En 50 ans le nombre de catastrophes naturelles a été multiplié par cinq

96,9 milliards de dollars
L'ouragan Harvey a causé près de 96,9 milliards de dollars de dégâts
aux États-Unis en 2017.

Selon le rapport de l'Organisation météorologique mondiale (OMM), au cours des cinquantes dernières années, il y a eu en moyenne une catastrophe naturelle par jour causant quotidiennement 202 millions de dollars de dégâts et entraînant le décès de 115 personnes. 

Au cours des cinquantes années, entre 1970 et 2019, plus de 11 000 catastrophes naturelles liées au changement climatique ont été enregistrées. Ces catastrophes climatiques ou hydrologiques ont causé plus de 2 millions de décès et les dégâts matériels s'élèvent à 3,64 billions de dollars. Sept des 10 catastrophes qui ont engendré le plus de dégâts sont survenues après l’an 2000 et trois d'entre elles sont survenues en 2017 aux États-Unis. Il s’agit des ouragans Harvey (96,9 milliards de dollars), Maria (69,4 milliards de dollars) et Irma (58,2 milliards de dollars). Entre les années 1970 et les années 2010, les pertes économiques se sont multipliées par sept, passant d’une moyenne de 49 millions de dollars de pertes quotidienne à une moyenne de 383 millions de dollars de perte quotidienne.

Diminution du nombre de pertes humaines

« Les pertes économiques augmentent à mesure que l’exposition à ces phénomènes s’intensifie. Heureusement, parallèlement à ces sinistres statistiques nous pouvons communiquer un message d'espoir: l'amélioration des systèmes d'alerte précoce multi dangers se traduit par une réduction considérable de la mortalité. Nous sommes simplement mieux armés que jamais pour épargner des vies, » a déclaré M. Petteri Taalas, secrétaire général de l’OMM. En effet, au cours des cinq décennies, les catastrophes météorologiques ont engendré presque trois fois moins de décès.
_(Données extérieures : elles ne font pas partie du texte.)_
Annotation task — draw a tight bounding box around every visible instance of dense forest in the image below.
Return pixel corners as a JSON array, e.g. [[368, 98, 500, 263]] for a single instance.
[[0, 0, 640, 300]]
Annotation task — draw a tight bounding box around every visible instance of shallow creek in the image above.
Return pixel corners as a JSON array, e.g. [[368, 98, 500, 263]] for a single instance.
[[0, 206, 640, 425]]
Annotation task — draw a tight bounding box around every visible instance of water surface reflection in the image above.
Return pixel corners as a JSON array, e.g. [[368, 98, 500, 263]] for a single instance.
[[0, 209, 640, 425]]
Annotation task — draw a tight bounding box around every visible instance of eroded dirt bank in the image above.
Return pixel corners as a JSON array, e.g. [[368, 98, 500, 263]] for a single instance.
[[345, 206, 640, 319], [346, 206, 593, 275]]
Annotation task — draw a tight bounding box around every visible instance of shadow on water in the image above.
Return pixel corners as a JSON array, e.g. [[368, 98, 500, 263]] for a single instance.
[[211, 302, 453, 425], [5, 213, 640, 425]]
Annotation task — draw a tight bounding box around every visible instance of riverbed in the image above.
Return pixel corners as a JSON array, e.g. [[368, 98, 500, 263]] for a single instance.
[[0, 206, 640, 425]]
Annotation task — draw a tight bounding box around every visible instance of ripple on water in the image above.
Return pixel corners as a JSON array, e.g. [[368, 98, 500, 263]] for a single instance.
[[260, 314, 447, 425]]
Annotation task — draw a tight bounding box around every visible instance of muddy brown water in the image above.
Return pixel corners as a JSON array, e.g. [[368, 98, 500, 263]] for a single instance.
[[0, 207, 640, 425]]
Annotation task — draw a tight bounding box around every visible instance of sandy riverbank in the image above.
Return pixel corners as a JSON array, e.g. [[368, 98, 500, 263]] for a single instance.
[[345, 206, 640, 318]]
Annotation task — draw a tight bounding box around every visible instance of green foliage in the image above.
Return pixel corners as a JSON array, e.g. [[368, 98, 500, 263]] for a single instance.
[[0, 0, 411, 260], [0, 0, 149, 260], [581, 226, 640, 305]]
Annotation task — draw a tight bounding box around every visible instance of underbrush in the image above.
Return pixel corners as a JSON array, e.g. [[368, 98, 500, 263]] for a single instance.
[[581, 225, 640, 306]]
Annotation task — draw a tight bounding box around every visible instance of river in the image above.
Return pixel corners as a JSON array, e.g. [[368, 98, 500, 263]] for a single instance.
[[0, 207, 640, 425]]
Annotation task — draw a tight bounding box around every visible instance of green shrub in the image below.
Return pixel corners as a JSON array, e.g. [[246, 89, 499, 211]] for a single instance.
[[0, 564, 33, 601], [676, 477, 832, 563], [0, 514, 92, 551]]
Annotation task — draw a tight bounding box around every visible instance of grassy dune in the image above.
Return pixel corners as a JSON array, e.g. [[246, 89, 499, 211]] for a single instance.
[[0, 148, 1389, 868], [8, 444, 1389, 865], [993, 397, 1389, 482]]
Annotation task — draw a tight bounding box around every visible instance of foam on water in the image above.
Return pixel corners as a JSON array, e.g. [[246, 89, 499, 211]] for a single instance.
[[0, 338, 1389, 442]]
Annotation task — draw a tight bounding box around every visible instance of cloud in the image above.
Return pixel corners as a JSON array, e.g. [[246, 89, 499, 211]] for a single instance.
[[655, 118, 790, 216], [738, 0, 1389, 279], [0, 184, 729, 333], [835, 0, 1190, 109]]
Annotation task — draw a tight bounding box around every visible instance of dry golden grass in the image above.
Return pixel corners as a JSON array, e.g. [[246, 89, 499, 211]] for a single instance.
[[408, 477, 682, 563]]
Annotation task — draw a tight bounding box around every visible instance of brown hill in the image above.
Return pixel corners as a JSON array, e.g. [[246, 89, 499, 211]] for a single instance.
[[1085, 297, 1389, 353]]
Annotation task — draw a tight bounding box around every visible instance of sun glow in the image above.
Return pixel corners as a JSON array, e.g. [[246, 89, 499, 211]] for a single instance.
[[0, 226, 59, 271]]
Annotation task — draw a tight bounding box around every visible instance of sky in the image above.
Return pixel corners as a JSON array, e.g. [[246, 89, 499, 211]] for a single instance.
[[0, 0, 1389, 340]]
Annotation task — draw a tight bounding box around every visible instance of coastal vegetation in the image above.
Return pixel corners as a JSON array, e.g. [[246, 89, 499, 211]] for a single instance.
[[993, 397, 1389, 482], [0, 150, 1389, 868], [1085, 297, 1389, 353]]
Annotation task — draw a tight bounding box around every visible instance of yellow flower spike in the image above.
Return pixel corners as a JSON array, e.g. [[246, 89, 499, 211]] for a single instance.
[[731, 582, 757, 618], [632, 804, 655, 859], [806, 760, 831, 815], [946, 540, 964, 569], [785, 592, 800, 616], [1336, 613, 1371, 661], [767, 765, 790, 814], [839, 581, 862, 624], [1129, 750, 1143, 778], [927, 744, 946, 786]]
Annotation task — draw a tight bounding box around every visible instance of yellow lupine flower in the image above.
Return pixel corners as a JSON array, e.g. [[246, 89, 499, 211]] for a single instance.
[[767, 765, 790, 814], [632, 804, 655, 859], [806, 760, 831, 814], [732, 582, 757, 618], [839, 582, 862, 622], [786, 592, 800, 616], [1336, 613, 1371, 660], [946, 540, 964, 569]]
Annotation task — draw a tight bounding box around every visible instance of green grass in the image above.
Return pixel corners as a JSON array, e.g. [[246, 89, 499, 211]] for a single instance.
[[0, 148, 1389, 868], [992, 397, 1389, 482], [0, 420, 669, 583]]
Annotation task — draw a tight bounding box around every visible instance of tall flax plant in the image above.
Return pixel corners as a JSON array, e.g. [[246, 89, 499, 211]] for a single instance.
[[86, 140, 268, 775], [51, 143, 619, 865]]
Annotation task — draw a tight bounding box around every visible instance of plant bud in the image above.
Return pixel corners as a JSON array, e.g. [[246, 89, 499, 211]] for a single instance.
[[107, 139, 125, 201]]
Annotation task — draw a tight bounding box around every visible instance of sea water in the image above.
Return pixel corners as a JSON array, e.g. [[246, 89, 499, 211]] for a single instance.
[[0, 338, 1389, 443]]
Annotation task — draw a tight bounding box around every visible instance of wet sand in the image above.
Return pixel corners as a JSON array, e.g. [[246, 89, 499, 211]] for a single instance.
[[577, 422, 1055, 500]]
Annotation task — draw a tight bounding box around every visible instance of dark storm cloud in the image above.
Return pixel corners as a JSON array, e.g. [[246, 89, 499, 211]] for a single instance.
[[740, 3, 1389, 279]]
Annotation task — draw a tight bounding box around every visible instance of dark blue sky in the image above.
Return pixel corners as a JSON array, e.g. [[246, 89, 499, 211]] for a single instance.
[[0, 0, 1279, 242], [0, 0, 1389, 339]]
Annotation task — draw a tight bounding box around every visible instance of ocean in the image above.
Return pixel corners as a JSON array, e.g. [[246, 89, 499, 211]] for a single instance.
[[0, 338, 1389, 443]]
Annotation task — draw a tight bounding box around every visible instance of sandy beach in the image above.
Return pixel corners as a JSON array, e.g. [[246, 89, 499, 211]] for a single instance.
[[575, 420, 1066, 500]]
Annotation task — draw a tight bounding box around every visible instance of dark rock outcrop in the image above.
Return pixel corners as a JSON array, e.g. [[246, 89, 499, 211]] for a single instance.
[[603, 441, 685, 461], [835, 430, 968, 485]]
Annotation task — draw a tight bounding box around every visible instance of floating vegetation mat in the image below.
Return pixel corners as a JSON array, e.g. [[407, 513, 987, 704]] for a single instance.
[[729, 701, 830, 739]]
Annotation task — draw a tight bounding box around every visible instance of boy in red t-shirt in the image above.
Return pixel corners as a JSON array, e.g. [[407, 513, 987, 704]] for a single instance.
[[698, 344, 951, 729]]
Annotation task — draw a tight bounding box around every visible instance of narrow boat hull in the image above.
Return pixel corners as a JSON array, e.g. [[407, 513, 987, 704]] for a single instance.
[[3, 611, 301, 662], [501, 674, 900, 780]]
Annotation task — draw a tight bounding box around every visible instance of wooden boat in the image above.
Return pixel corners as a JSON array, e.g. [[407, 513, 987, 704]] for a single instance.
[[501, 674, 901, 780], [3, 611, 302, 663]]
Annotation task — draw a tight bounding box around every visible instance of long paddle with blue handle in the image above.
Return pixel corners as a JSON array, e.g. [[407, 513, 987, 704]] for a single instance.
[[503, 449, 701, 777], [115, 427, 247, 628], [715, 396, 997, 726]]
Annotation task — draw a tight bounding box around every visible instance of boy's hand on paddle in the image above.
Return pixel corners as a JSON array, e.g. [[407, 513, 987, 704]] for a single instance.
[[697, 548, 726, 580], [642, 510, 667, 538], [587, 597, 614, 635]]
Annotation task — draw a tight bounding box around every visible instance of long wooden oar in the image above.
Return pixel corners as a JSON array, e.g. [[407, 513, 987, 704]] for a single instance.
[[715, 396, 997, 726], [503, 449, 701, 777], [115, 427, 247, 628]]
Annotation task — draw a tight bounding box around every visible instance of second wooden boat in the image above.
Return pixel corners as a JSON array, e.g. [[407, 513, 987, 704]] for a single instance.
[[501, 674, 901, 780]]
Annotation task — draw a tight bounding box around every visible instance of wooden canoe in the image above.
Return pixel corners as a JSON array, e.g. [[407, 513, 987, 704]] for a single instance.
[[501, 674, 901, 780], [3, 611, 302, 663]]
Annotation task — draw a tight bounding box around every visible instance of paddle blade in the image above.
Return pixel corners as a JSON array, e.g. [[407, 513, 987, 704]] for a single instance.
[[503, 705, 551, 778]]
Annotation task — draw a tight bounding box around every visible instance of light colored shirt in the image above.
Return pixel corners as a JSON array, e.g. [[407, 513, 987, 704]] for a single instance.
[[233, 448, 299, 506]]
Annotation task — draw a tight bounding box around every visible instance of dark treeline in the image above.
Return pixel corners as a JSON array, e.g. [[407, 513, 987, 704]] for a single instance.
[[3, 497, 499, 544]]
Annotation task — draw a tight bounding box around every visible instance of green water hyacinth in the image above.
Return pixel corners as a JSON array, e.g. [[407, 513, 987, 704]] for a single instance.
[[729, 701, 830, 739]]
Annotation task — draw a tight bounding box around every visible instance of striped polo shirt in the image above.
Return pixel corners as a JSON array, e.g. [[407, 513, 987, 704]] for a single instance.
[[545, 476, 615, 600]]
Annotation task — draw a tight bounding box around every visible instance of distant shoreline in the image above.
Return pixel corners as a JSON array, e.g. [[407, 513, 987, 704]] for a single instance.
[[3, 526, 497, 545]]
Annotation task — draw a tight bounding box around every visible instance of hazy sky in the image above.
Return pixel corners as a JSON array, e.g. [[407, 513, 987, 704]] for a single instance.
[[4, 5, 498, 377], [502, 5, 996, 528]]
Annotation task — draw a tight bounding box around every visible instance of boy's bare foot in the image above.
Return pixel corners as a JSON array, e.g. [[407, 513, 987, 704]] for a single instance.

Entre 1970 et 2019, le nombre de décès liés aux catastrophes météorologiques a nettement diminué, il est passé de 50 000 dans les années 1970 à moins de 20 000 dans les années 2010, passant d’une moyenne de 170 décès par jours en 1970, à 90 décès par jour dans les années 1990 pour atteindre une moyenne de 40 décès par jour dans les années 2010. 

Les catastrophes ayant causé le plus de pertes humaines sont les épisodes de sécheresses (650 000 victimes) suivies de près par les tempêtes (577 232 victimes), puis viennent les inondations (58 700 victimes ) et les températures extrêmes (55 736 victimes). D’après le rapport de l’OMM «plus de 91% de ces décès sont survenus dans des pays en développement (selon la classification des pays des Nations Unies)». Le rapport ajoute que «seulement la moitié des 193 membres de l’OMM disposent de systèmes d'alerte précoce multi dangers et les réseaux d'observation météorologique et hydrologique souffrent de brèches en Afrique, dans certaines zones d'Amérique latine et dans les États insulaires du Pacifique et des Caraïbes».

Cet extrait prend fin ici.